Beide sind eigentlich gespalten. Hobbes favorisiert in seinem Leviathan einen straffen, auf Übereinstimmung aller Bürger ruhenden Staat, ahnt aber, dass der dann neue Moloch auch wieder aus dem Ruder zu laufen droht (wie nicht lange danach die französische Revolution). Hannah Arendt wünscht einen Staat mit "politisch aufgeklärten, aktiven Bürgern", die ihre Freiheit nicht für geringfügige Annehmlichkeiten zu "verkaufen" bereit sind, ahnt aber, dass die kommenden überdimensionalen Staatsgebilde in der Anpassung und nicht in der Bürgerfreiheit enden mit der Gefahr neuer diktatorischer Elemente. Somit sind beide Staatstheorien ohne Wert und wenn man sich die aktuelle politische Entwicklung ansieht, erkennt man keinen Ausweg aus dem Chaos von "gut gewollt" und "schlecht gemacht".

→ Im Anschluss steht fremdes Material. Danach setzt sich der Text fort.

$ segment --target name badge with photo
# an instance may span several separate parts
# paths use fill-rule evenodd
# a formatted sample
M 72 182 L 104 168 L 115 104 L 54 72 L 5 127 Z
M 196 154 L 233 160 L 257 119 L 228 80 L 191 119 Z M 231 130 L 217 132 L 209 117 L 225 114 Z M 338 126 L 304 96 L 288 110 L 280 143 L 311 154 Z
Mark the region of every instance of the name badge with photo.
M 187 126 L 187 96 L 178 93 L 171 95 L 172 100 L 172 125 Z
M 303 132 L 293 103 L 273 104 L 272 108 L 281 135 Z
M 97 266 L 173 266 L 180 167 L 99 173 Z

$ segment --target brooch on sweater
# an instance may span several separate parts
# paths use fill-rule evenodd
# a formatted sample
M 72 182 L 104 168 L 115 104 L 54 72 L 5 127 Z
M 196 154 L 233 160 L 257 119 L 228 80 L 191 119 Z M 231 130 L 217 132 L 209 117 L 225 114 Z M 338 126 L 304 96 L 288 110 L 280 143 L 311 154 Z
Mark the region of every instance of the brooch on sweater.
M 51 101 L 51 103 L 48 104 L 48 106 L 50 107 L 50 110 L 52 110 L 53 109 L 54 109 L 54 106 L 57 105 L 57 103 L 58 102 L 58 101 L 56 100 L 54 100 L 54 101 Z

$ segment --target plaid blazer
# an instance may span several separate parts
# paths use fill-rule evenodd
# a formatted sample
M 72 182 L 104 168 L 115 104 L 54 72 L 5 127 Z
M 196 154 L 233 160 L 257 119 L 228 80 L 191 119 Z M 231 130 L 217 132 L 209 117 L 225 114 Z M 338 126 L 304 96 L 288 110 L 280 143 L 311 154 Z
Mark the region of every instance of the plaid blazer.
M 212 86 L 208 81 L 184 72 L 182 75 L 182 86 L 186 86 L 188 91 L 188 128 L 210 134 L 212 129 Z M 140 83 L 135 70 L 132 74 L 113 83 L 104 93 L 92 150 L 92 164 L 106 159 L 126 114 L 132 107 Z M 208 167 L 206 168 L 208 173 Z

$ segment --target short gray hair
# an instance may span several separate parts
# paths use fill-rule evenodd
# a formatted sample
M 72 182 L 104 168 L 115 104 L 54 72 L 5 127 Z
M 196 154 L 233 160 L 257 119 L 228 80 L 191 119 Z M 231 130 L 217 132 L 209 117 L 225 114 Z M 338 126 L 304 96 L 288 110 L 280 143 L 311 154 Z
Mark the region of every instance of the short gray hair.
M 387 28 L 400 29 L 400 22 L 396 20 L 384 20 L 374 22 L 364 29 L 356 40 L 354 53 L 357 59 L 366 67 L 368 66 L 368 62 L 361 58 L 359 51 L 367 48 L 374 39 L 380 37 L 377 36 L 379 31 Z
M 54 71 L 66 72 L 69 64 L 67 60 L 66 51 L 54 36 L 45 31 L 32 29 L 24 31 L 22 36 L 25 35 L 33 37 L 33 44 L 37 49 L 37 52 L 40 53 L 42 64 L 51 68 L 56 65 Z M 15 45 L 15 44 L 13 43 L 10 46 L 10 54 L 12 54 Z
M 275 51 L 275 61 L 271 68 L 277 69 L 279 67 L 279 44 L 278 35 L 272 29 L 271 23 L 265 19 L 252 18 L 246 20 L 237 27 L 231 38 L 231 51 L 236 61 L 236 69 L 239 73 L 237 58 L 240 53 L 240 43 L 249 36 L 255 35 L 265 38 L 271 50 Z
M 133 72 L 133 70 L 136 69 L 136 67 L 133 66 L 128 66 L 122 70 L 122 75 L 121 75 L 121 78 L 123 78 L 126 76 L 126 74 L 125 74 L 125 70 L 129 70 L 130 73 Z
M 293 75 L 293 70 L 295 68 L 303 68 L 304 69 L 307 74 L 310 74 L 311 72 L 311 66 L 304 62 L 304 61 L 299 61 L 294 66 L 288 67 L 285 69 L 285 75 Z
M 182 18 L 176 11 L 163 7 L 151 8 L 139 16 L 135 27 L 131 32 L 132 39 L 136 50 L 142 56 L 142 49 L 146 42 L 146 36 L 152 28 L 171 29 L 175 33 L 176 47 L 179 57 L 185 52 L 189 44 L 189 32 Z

Meiner Meinung nach leben beide dennoch in historisch vollkommen unterschiedlichen Situationen, die ihre Begriffe und theoretischen Vorstellungen geprägt haben. Begriffe von Hannah Arendt, die einem zur Diktatur entarteten Demokratieversuch entstammen, die auf eine effektive Organisation einer dirkteren Demokratie zielen, kann man meiner Meinung nach nicht auf Hobbes und seine Zeit des Feudalismus anwenden. Das Menschenbild zur Zeit des Hobbes war fanatisch religiös geprägt, immer noch Teil der Machtpyramide des auslaufenden Mittelalters. Macht war zu Hobbes Zeiten in der Auffassung der Menschen damals von oben gegeben (Gott, König, Adel) und nicht Ausdruck der Permission eines Volkes. 

"der Mensch ist des Menschen Wolf" - so ein Leitspruch Hobbes. Eine solche Geisteshaltung ist bei Hannah Arendt in keinster Weise erkennbar.